Geflüchtete Menschen aus der Ukraine (Foto: picture alliance/dpa/dpa-Zentralbild | Matthias Bein)

Locken die Sozialleistungen Ukrainer nach Deutschland?

Landräte Reutlingen und Tübingen: mit Geflüchteten am Limit

Stand

In den Kreisen Tübingen, Reutlingen und Zollernalb kommen immer mehr Kriegsflüchtlinge aus der Ukraine an. Einige von ihnen waren davor in einem anderen EU-Land gemeldet.

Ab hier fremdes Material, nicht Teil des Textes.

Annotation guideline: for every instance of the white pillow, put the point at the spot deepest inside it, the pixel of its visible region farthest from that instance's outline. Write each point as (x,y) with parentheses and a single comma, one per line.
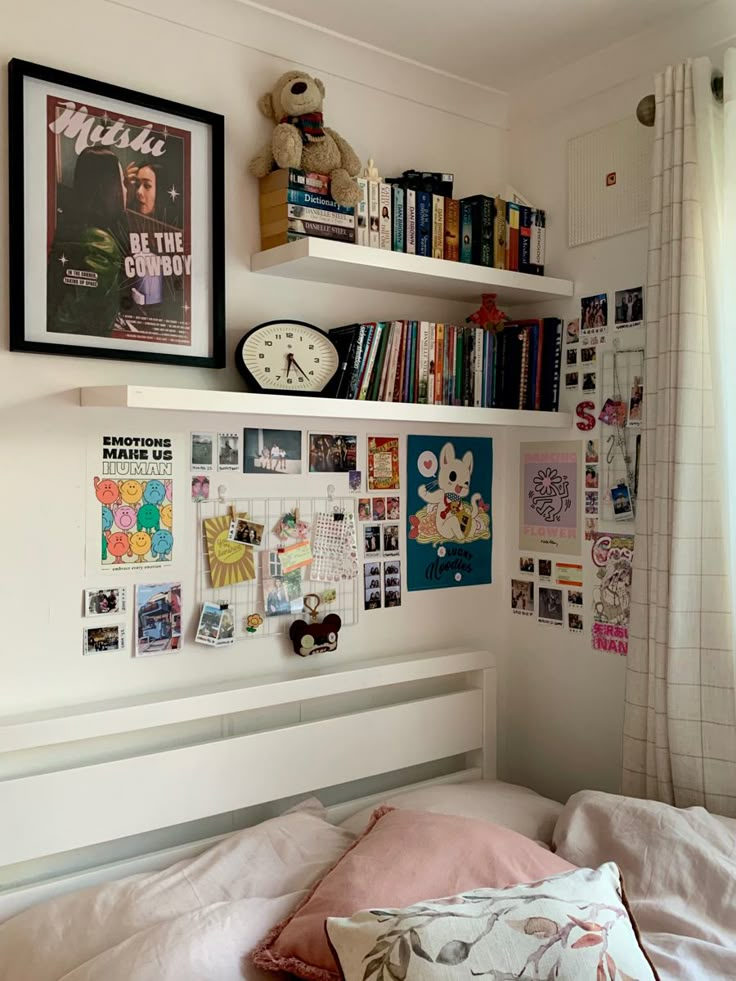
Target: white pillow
(276,861)
(518,808)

Die Zahl der Geflüchteten aus der Ukraine nimmt auch in der Region zu. Die Landratsämter beobachten, dass unter den Geflüchteten zunehmend Ukrainer sind, die zuvor in einem anderen EU-Land gemeldet waren.

SWR-Reporterin Anne Schmidt hat darüber berichtet:

Pro Woche nimmt der Kreis Reutlingen rund 90 Geflüchtete aus der Ukraine auf. Im Juli waren es nur halb so viele. Das bringt den Landkreis an seine Grenzen. In Metzingen dient erneut eine Sporthalle als Notunterkunft für Geflüchtete. Unter ihnen sind nicht nur Ukrainer aus dem Kriegsgebiet, sondern auch Ukrainer aus anderen EU-Staaten, die beispielsweise in Italien, Polen oder Spanien sichere Unterkünfte hatten. Das beobachtet der Präsident des Landkreistages, der Tübinger Landrat Joachim Walter. Und warnt: Viele Kommunen seien an einem Kipppunkt.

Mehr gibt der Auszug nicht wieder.